Human Genomic Data: HHS Could Better Track Use of Foreign Testing Entities and Strengthen Oversight of Security Measures

Fast Facts

Research on the human genome—the complete set of a person's DNA—has led to better health care and has many potential benefits. The Department of Health and Human Services has led key research, including a project to create a repository of the genomes of 1 million Americans. Its policy is to responsibly share such data with researchers.

But intelligence agencies warn that misuse of U.S. genomic data could threaten national security. For example, foreign countries could use the data to identify and coerce individuals.

HHS doesn't systematically track the use of foreign testing labs or fully oversee data security—which we recommended addressing.

Highlights

What GAO Found

A genome is the complete set of an organism's genes—all the information needed to build and maintain an organism (human or nonhuman) throughout its life. Genetic testing of a person's genome has multiple uses, such as diagnosing disease and identifying gene changes that may increase the risk of disease or that could be passed on to children. Within the Department of Health and Human Services (HHS), the National Institutes of Health (NIH) funds genomic research, the Centers for Disease Control and Prevention (CDC) conducts genomic research, and the Centers for Medicare & Medicaid Services (CMS) pays for medically appropriate genetic testing. In addition, NIH and CDC have repositories for researchers to collect and store genomic data for future research.

Foreign regimes in certain countries of concern pose risks to Americans' genomic data, according to the Office of the Director of National Intelligence (ODNI), other federal agencies, and selected experts, but HHS has not fully implemented mitigation measures. In 2021 and 2022, ODNI issued public warnings on the economic, intelligence, privacy, and military risks of Americans' genomic information being collected by foreign governments, noting China as having the motivation and capability to collect such information (see figure).

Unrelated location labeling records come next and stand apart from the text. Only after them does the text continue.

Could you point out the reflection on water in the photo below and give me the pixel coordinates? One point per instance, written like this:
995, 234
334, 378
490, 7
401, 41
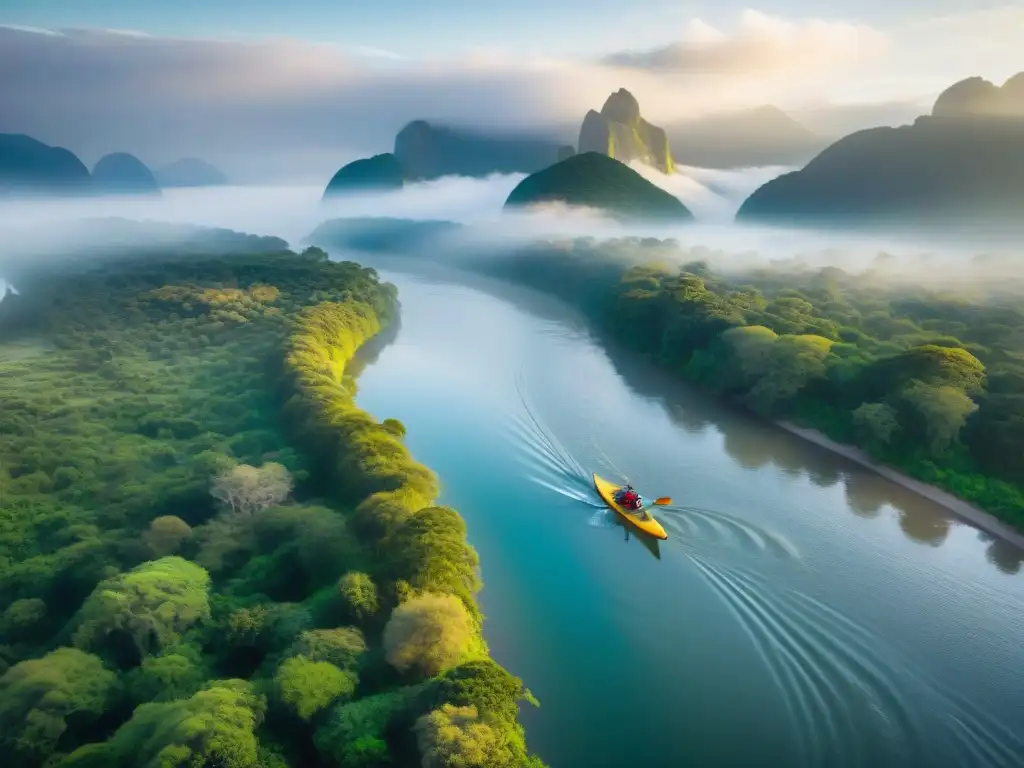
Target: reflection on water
1001, 554
757, 445
822, 637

HHS officials described strategies to mitigate risks to genomic data through existing efforts, including the agency's policy to safeguard the acquisition of mission-critical products, materials, and services that it uses or funds through certain awards, including research grants. However, the HHS Office of National Security (ONS) has not implemented all elements of this policy. Specifically, ONS is required to, among other things, develop and share risk assessment standards and training for operating divisions, such as NIH and CDC, to apply when reviewing grants and mission-critical acquisitions. However, limited resources and differing funding priorities among HHS operating divisions have delayed efforts. Without risk assessment standards and training, operating divisions and HHS leadership are less equipped to apply the policy to grants and acquisitions related to human genomic information.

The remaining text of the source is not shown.